Sí, ¿dónde están? ¿Dónde están los intelectuales que en 1924, en plena dictadura de Primo de Rivera, firmaron un manifiesto en favor de la lengua catalana? ¿Dónde están los Gregorio Marañón, Ramón Menéndez Pidal, Concha Espina, José Ortega y Gasset, Azorín, Ramón Gómez de la Serna, Federico García Lorca y Manuel Azaña, entre muchos otros, que afirmaron querer «cumplir con un verdadero deber de patriotismo diciendo a Cataluña que las glorias de su idioma viven perennes en la admiración de todos nosotros y serán eternas mientras imperen en España el culto y el amor desinteresado a la belleza»?. Dónde están estos intelectuales no es difícil de adivinar: todos traspasados. ¿Pero dónde están los actuales? ¿Ubi sunt?
Es fácil aducir que no estamos en dictadura y que el catalán puede defenderse solo.
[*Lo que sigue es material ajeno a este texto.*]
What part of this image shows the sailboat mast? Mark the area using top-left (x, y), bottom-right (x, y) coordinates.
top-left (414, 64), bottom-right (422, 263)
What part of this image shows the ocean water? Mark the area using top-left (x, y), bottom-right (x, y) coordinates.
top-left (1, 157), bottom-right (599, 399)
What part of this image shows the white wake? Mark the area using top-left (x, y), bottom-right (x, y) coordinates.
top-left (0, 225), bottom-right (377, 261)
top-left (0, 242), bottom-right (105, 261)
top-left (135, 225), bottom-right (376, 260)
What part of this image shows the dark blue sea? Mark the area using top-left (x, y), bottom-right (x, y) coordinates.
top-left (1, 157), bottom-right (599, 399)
Con Primo de Rivera las cosas empezaron a ser peliagudas para la lengua catalana (aunque como dictador no dejaba de ser un aficionado al lado del siguiente) y solo la pericia de algunos sirvió para lidiar con prohibiciones absurdas que llegaron a la rotulación comercial; al poeta y pastelero J.V. Foix, por ejemplo, se le ocurrió rotular su oferta con expresiones «bilingües», legibles en ambos idiomas, en una expresión de pillería lingüística que dio perlas célebres, como los «postres del país», la «bombonería selecta» y la «pasta seca superior». La enseñanza en catalán ni que decir tiene que no tuvo tanta suerte, y fue borrada del mapa.
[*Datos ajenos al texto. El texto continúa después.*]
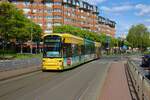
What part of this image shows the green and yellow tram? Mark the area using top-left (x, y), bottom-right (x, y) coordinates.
top-left (42, 33), bottom-right (101, 71)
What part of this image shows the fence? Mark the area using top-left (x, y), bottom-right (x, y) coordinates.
top-left (127, 60), bottom-right (150, 100)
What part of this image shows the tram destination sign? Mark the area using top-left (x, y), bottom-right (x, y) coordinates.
top-left (44, 39), bottom-right (61, 43)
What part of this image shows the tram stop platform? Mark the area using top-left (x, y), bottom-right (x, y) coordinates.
top-left (99, 62), bottom-right (132, 100)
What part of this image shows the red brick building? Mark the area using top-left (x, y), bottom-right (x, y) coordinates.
top-left (9, 0), bottom-right (116, 37)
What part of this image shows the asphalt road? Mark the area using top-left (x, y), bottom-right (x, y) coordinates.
top-left (0, 57), bottom-right (119, 100)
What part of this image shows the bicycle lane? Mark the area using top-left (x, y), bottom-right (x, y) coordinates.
top-left (99, 62), bottom-right (132, 100)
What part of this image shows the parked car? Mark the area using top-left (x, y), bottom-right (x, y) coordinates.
top-left (141, 54), bottom-right (150, 78)
top-left (141, 54), bottom-right (150, 67)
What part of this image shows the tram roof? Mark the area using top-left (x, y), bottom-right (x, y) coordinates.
top-left (43, 33), bottom-right (84, 45)
top-left (43, 33), bottom-right (101, 46)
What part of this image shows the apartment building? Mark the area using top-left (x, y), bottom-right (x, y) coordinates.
top-left (98, 16), bottom-right (116, 37)
top-left (8, 0), bottom-right (116, 37)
La democracia es garante de nuestros derechos, pero hasta la fecha jamás se había aplicado la dinámica de las mayorías a cuestiones científicamente demostradas o admitidas, como lo es la unidad de la lengua catalana. Y en cualquier caso, si la diatriba y la ambición políticas llevan a tales derroteros, es la intelectualidad quien debe dar un paso al frente y denunciar, como lo hizo en 1924, derivas que pueden llevar a la ignorancia, la frustración y la desafección. En este sentido, es cuando menos sorprendente que, desde el mundo intelectual hispánico, no haya salido ninguna voz medianamente sólida y coral que rebata los disparates en materia lingüística que desde algunos gobiernos autonómicos se están elevando a categoría de legalidad.
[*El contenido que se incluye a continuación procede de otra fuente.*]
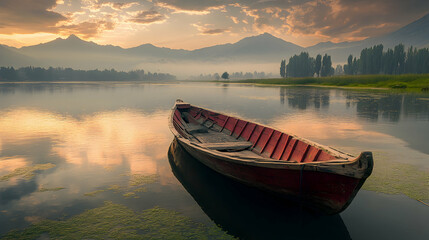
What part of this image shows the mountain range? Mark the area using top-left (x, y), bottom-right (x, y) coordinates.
top-left (1, 13), bottom-right (428, 78)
La ley de lenguas en Aragón, con la designación del catalán y el aragonés como lapao y lapapip, respectivamente, es un burdo caso de falta de respecto elemental a la riqueza cultural (la Constitución, en su artículo 3.3, ya prescribe que la diversidad lingüística española deberá ser «objeto de especial respeto y protección»), mientras que la obsesión del gobierno de Fabra por negar la identidad del catalán y el valenciano raya el ridículo, al discutir una cuestión filológicamente diáfana. Al paso que vamos, la propia Real Academia de la Lengua Española se ganará un recurso en los juzgados, al atreverse a atentar contra la legalidad vigente por una definición de valenciano que, imagino, debe de tener décadas: «Variedad del catalán, que se usa en gran parte del antiguo reino de Valencia y se siente allí comúnmente como lengua propia». ¡Variedad del catalán, inaudito!
¿Y la intelectualidad hispánica? De momento no está, pero se la espera. Quizás baste terminar con una frase del mismo manifiesto de 1924, toda una demostración de empatía interterritorial que no nos vendría mal: «Es el idioma la expresión más íntima y característica de la espiritualidad de un pueblo, y nosotros, ante el temor de que esas disposiciones puedan haber herido la sensibilidad del pueblo catalán, siendo en lo futuro un motivo de rencores imposibles de salvar, queremos con un gesto afirmar a los escritores de Cataluña la seguridad de nuestra admiración y de nuestro respeto por el idioma hermano. El simple hecho biológico de la existencia de una lengua, obra admirable de la naturaleza y de la cultura humana, es algo siempre acreedor al respeto y a la simpatía de todos los espíritus cultivados». ¿Ubi sunt?